Don't expect to rely on the government or your employer as you plan for your retirement years. It is best to proceed as if you are on your own as governments and companies around the world shift risk to individuals. "Self-reliance is becoming the order of the day," says University of Illinois economist Jeffrey Brown.
Millions of Baby Boomers are financially unprepared as they approach traditional retirement age. A staggering half of households headed by 50-to-59-year-olds have $10,000 or less in their 401k accounts.
Relying solely on Social Security, Medicare and a company pension for retirement security is risky at best. The smarter, safer approach is to plan for a future wherein retirees work longer, pay more for medical and long-term care and receive lower Social Security and pension payments than previous generations did. Employee Benefit Research Institute, figures typical 65-year-olds will spend more than $100,000 over the rest of their lives for out-of-pocket medical costs.

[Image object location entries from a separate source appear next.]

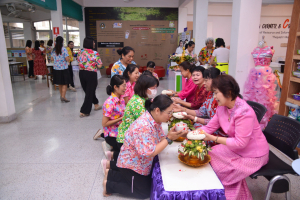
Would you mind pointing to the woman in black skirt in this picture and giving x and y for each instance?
(61, 75)
(89, 61)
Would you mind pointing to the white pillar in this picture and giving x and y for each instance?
(82, 29)
(200, 12)
(29, 33)
(7, 105)
(244, 38)
(56, 17)
(182, 19)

Long-term care can add $50,000 annually.
With kids gone, second careers starting, and divorces common, boomers are open to new experiences.

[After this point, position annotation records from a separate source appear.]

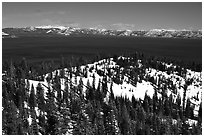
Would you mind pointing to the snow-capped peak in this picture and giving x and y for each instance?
(5, 34)
(50, 26)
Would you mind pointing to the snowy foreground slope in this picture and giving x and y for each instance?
(153, 80)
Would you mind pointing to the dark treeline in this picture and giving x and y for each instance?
(73, 111)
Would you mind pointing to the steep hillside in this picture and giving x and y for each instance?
(118, 95)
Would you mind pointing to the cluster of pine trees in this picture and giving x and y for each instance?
(29, 110)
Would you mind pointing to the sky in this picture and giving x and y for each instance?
(109, 15)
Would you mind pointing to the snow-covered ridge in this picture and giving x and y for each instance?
(4, 34)
(98, 71)
(68, 31)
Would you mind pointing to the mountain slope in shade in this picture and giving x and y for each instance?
(59, 31)
(154, 80)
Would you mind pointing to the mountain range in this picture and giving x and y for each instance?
(63, 31)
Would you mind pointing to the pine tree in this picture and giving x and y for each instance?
(40, 97)
(32, 98)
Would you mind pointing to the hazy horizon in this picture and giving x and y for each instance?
(126, 15)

The good news is boomers' collective wallet will only get fatter as they continue working. They're likely to be vigorous consumers as they empty the nest, take on new jobs, relocate, go back to school, start a second or third career, remarry, inherit money from their savings-minded parents and pursue new hobbies. People now in their 50s may well work longer than any previous generation, with more than 60% of men age 60-64 expected to be in the workforce in 2012.
Today's 50-plus crowd is far more likely to see the two or three decades ahead as a second life. By associating the empty nest with a promising stage of life, they expect to have time to talk with their spouse more, fewer things to argue about, and they won't have to have sex only in the middle of the night.